From extraction experiments with various solvents, antifungal activity was detected in butanol, suggesting it to be highly hydrophobic. Extraction of the supernatants of the B. subtilis KS03 cultures with butanol resulted in the transfer of the antifungal activity into the organic phase. Further purification was achieved by DEAE Sepharose chromatography and preparative TLC. The Fourier transform infrared (FTIR) spectra of the purified compound had broad bands, centering around 3300 cm−1, indicative of an associated NH, and amide I and II bands at 1647 and 1510 cm−1, respectively (Fig. 3). A MALDI mass spectral analysis revealed a cluster containing three molecules that was observed at m/z 1043, 1057 and 1071 (data not shown). These peaks differ by 14 Da, suggesting a series of homologous molecules having different length of fatty acid chain, i.e. CH2=14 Da. The MALDI MS/MS spectrum of the major protonated molecule [M+H]+, observed at m/z 1043, was exactly the same as that of the [M+H]+ of authentic, commercially available iturin A (Fig. 4). The three molecules were antifungal lipopeptides with the structure Pro-Asn-Ser-βAA-Asn-Tyr-Asn-Gln (βAA representing the β-amino acid). The lower-mass region of the MS/MS spectra indicated peaks corresponding to the immonium ions (H2N+=CH-R) of the individual constituent amino acids, namely Ser (m/z 60), Pro (m/z 70), Gln (m/z 84), Asn (m/z 87) and Tyr (m/z 136). The β-amino acid also had an immonium ion (H2N+=CH-C11H23) at m/z 184. The main linear acylium ions of iturin should be Pro-Asn-Ser-βAA-Asn-Tyr-Asn-Gln-CO+, due to the presence of proline in the molecule. The collision-induced dissociation (CID) spectra showed fragment ions indicative of the amino acid sequence of iturin. Especially, as shown in Fig. 4, there were two series of b-type and complementary y-type ions contained, due to the cleavages of the amide bonds between the two neighboring amino acid residues along the peptide backbone. There were isomers of each iturin, due to the different structures of the fatty acid side chain, such as the n-, iso-, or anteiso-forms. Iturin A has the sequence βAA-Asn-Tyr-Asn-Gln-Pro-Asn-Ser. In nature, iturin A is produced as a mixture of up to eight isomers, named iturin A1 to A8. The major antifungal compound purified from B. subtilis KS03 has the same sequence and molecular mass as iturin A2.

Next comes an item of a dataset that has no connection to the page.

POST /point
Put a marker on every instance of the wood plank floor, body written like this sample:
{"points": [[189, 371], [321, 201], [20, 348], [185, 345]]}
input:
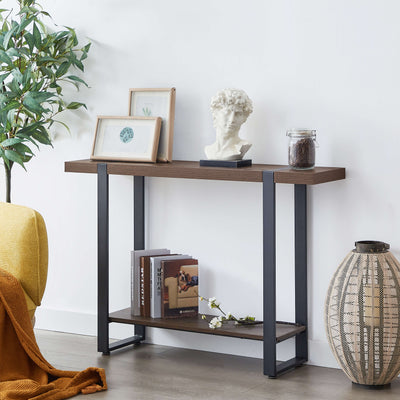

Iturins have been used for the biological control of a variety of plant pathogens, such as Monilinia fructicola, Ophiostoma ulmi, Aspergillus flavus, and Rhizoctonia solani. In this study, we have described the production and purification of iturin A by the biological control agent B. subtilis strain KS03 which is active against the anthracnose disease fungus G. gloeosporioides.